My very favorite movie as an eight-year-old was Dirty Dancing. I had an unnatural obsession with Johnny. Who didn’t? But being only eight, I was expressly prohibited from watching it… So of course every chance I got, I went to my friend Rachel Lee’s house. She owned the movie. We watched it ALL THE TIME. To be fair, being as young and naive as I was most of the content went straight over my head. Because we watched the movie on repeat for months straight, I was very familiar with the song I’ve Had the Time of My Life. It was my jam. During one Saturday morning errand run with my dad, the song came on the radio. My dad turned to me and said “Name the movie!” Now I was in a bit of a pickle. I tapped my little eight-year-old finger on my chin while saying “hmmm….” for what felt like an unreasonable amount of time, trying to decide my next move. Do I give the right answer, thus giving myself away, or do I lie and say I don’t know? Eventually, I stuck my finger up in the air, like a professor in a movie with an “a-ha” moment.. as though the answer had just occurred to me.. I said “Dirty Dancing?” My dad didn’t make me wait. He just said “That’s correct!” I like to believe he was proud. Despite the fact that this happened over 30 years ago, I remember it crystal clear. This is what music does.

When I was a junior in high school, we had a new house built. One of the great features of the new house was a food storage room. But it was unfinished. My dad, jack of all trades, finished it himself. With my limited help. We listened to the radio while we worked. Knocking on Heaven’s Door came on, and we had a full-on discussion about the song and it’s origins. To this day, when that song comes on my dad asks “what does this make you think of?” I can answer without hesitation, “finishing the food storage room in our old house.” I would not have remembered that project at all if it weren’t for that song.

My dad has great taste in music. I would listen to his playlist any time. Heck, I am listening to it right now. Along with the ones I have already mentioned, my dad loves Three Dog Night, Simon and Garfunkel, Joe Cocker, the Stones, Neil Young as a solo artist, and every other hippy band or singer from the late 60’s to early 70’s. It’s great music. But that’s all he listens to. He’s not too interested in broadening his horizons when it comes to the music he likes. As a young person, I found this to be confounding. There is so much great new music to explore! Why stick with what you know? I tried in my teenage years to get him to listen to the “new” music I was into. U2, Dave Matthews Band, Sublime… no go, although he was a good sport.

I am proud to say that as an old mom, I have become my father. A gal I work with asked me the other day what my current new favorite song was. I had nothing… See, I have a playlist too. It’s my own version of that cassette we used to listen to. And there is not much new on it. It holds all the songs I have grown to love over the past 30 years and that’s it. It has throwbacks to my childhood with plenty of Simon and Garfunkel, Cat Stevens, Elton John. But it also has music I discovered as a young mother. Lumineers, Gregory Alan Isaacov, Cold War Kids, Regina Spektor. All of the songs on that playlist have a nostalgic feel. Every last one brings me back to a specific period of my life. Listening to familiar songs is the closest to time travel that we will ever get. And there are a lot of moments I enjoy reliving.

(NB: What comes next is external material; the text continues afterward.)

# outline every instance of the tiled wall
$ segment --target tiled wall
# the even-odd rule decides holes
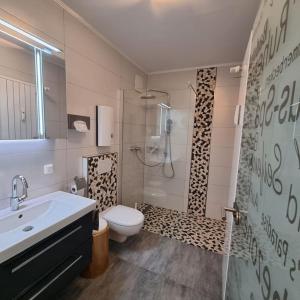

My playlist is the soundtrack while I run errands with my own kids. I tell them stories about the music. I ask them questions like “who sings it?” and “what movie is it from?” There is a song by Dispatch on my playlist that I absolutely love. It’s called “Only the Wild Ones”. I put it on a few months back and told Emmy “listen for the climax”. I like to think she dug it.

My kids play music for me as well. New music. Music that means something to them. Music that makes them feel things. I am a good sport, just like my dad was. But I categorically hate it. I just want my familiar nostalgic tunes.

Though they roll their eyes at me, I have noticed something in the past couple of years that warms my heart. When I put my playlist on, my kids don’t really complain. More than that, I catch all of them singing along to the songs. They know the words. They know the artists. They know all the trivia. I would like to imagine that someday, when they are raising their own kids and living their own lives, they will refer back to the music I played on repeat while they were growing up. I hope they will have some great memories to share.